Cette lettre était dure ; il était aisé au prince de répondre qu’il changerait de conduite ; mais il se contenta de répondre en quatre lignes à son père qu’il voulait se faire moine.

Cette résolution ne paraissait pas naturelle, et il paraît étrange que le czar voulût voyager en laissant dans ses États un fils si mécontent et si obstiné ; mais aussi ce voyage même prouve que le czar ne voyait pas de conspiration à craindre de la part de son fils.

Il alla le voir avant de partir pour l’Allemagne et pour la France ; le prince, malade, ou feignant de l’être, le reçut au lit, et lui confirma, par les plus grands serments, qu’il voulait se retirer dans un cloître. Le czar lui donna six mois pour se consulter, et partit avec son épouse.

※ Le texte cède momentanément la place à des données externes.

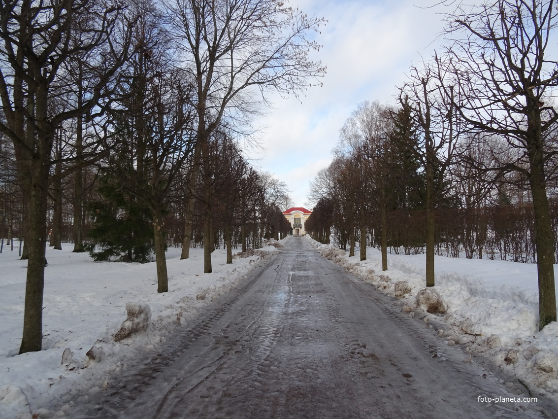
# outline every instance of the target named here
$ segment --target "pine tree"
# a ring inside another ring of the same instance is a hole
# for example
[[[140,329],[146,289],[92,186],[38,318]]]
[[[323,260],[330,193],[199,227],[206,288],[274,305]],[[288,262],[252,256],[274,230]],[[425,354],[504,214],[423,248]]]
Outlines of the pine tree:
[[[153,230],[150,208],[122,187],[111,174],[102,172],[98,192],[102,198],[88,206],[94,227],[86,250],[95,261],[151,261]]]

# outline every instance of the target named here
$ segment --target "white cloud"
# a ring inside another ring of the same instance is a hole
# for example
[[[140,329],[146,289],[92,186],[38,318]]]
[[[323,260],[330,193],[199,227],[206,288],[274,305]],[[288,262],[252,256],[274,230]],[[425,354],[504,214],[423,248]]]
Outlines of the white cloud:
[[[327,66],[327,74],[323,87],[309,88],[302,103],[295,98],[271,97],[276,109],[258,121],[267,127],[258,141],[264,150],[248,155],[286,182],[295,204],[302,205],[309,182],[331,161],[345,120],[365,100],[395,104],[396,86],[405,82],[421,54],[431,55],[431,43],[443,23],[435,9],[419,8],[406,0],[291,3],[329,21],[317,37],[323,47],[314,55]]]

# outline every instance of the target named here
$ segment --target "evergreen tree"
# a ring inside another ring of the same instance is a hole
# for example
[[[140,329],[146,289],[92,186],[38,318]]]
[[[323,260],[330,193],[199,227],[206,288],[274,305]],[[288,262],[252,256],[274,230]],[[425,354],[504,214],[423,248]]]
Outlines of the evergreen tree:
[[[424,208],[426,187],[424,170],[417,153],[419,139],[412,109],[404,102],[392,115],[393,129],[390,139],[392,153],[393,210]]]
[[[85,246],[95,261],[151,261],[153,230],[151,212],[121,187],[111,174],[102,172],[97,192],[102,198],[88,209],[94,227]]]

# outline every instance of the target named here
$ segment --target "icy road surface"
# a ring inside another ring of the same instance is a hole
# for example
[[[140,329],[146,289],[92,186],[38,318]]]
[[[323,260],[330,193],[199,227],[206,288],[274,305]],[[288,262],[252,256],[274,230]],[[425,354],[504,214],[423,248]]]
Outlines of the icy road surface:
[[[166,350],[72,417],[541,417],[392,302],[294,237]],[[483,377],[484,374],[484,377]]]

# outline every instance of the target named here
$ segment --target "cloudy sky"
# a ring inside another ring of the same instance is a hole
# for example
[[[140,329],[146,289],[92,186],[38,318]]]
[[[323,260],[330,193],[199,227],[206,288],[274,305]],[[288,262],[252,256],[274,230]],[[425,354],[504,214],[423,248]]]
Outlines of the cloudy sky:
[[[437,0],[291,0],[309,15],[328,21],[317,37],[314,59],[327,66],[323,87],[300,100],[272,96],[274,109],[256,121],[265,127],[259,149],[246,150],[255,167],[285,182],[296,206],[310,209],[307,196],[316,172],[331,160],[345,120],[364,101],[395,104],[397,86],[412,65],[429,58],[443,27]]]

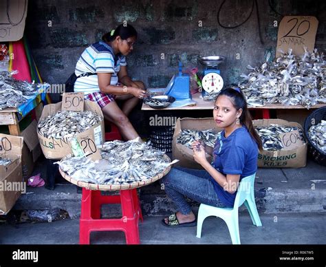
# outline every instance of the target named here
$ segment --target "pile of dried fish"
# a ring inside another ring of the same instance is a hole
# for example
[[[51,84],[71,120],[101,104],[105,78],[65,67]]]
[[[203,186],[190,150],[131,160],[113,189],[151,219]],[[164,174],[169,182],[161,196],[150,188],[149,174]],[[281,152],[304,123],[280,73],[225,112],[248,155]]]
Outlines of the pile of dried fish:
[[[46,138],[68,138],[82,133],[102,120],[94,112],[60,111],[39,122],[39,134]]]
[[[18,81],[12,77],[17,72],[0,72],[0,110],[17,108],[40,90],[40,85]]]
[[[213,129],[204,131],[184,129],[177,137],[177,143],[191,148],[194,141],[202,140],[206,145],[214,147],[217,136],[218,134]]]
[[[8,158],[1,158],[0,157],[0,165],[1,166],[7,166],[12,162],[12,160]]]
[[[78,181],[98,184],[122,185],[142,182],[162,173],[169,162],[164,153],[153,149],[138,139],[115,140],[98,147],[102,159],[72,157],[56,162],[65,173]]]
[[[317,103],[326,103],[326,61],[316,50],[305,51],[301,57],[283,54],[272,63],[261,67],[248,68],[248,75],[239,87],[250,106],[266,104],[302,105],[309,109]]]
[[[308,134],[312,143],[326,153],[326,120],[322,120],[318,125],[312,125]]]
[[[290,131],[298,130],[300,138],[305,143],[305,138],[302,129],[296,127],[281,126],[271,124],[270,126],[256,126],[255,129],[263,142],[264,150],[281,150],[284,147],[281,140],[280,134],[290,133]]]

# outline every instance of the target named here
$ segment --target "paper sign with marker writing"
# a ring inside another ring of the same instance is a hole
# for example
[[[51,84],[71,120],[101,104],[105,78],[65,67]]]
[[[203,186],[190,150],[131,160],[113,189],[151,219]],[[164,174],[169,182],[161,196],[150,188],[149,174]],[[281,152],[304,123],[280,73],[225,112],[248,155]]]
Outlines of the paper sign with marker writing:
[[[84,111],[84,93],[64,93],[61,110]]]
[[[281,134],[281,141],[284,147],[284,150],[295,149],[303,145],[300,134],[298,130],[292,131],[289,133]]]
[[[312,52],[315,46],[318,20],[312,16],[286,16],[281,21],[277,34],[276,57],[281,56],[280,50],[302,56],[304,47]]]
[[[93,133],[89,134],[83,132],[77,135],[77,140],[86,157],[91,158],[93,160],[98,160],[102,158],[100,151],[95,145],[95,138]]]

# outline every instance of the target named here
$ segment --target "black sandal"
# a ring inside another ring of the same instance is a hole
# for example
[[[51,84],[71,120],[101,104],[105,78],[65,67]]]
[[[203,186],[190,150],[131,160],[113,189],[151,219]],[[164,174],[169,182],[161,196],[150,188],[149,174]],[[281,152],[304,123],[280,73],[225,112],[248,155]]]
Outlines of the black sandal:
[[[171,214],[167,217],[167,223],[165,222],[165,219],[166,218],[163,219],[161,222],[162,224],[166,227],[193,227],[197,226],[196,219],[193,222],[184,222],[182,224],[179,223],[176,213]]]

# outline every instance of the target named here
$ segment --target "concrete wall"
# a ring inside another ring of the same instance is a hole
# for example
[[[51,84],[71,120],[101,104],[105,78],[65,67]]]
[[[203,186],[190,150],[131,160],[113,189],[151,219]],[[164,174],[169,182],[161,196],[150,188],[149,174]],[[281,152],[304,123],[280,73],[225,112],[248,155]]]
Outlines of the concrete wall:
[[[227,58],[221,70],[225,83],[229,84],[237,83],[241,73],[248,72],[247,65],[260,64],[268,52],[274,56],[277,28],[273,23],[279,22],[281,16],[272,11],[268,0],[257,1],[262,44],[256,10],[242,26],[224,29],[217,19],[222,2],[32,0],[29,3],[26,34],[41,74],[50,83],[64,83],[87,45],[100,40],[102,34],[126,20],[139,34],[137,45],[127,58],[133,78],[143,81],[148,87],[165,87],[176,72],[179,59],[186,66],[198,66],[202,70],[198,57],[215,54]],[[316,47],[325,50],[326,17],[323,1],[270,2],[283,14],[317,16]],[[252,3],[251,0],[226,1],[221,22],[226,25],[241,23],[249,15]]]

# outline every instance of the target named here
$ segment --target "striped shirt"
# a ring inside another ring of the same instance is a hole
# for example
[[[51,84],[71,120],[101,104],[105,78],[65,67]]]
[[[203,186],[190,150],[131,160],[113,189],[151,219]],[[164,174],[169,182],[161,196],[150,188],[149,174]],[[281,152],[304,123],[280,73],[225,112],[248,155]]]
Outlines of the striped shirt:
[[[111,73],[110,84],[116,85],[120,67],[126,66],[127,61],[124,56],[113,55],[113,50],[106,43],[102,41],[95,43],[81,54],[76,65],[75,74],[78,76],[83,72]],[[100,92],[98,76],[78,78],[74,85],[74,92],[82,92],[85,94]]]

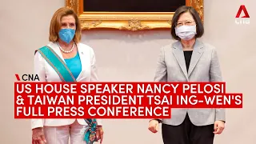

À peine fut-il à Copenhague qu’il apprit (ce qu’il pouvait présumer) qu’Alexis ne voyait que des mécontents qui flattaient ses chagrins. Il lui écrivit qu’il eût à choisir du couvent ou du trône, et que s’il voulait un jour lui succéder, il fallait qu’il vînt le trouver à Copenhague.

Les confidents du prince lui persuadèrent qu’il serait dangereux pour lui de se trouver loin de tout conseil entre un père irrité et une marâtre. Il feignit donc d’aller trouver son père à Copenhague ; mais il prit le chemin de Vienne, et alla se mettre entre les mains de l’empereur Charles VI, son beau-frère, comptant y demeurer jusqu’à la mort du czar.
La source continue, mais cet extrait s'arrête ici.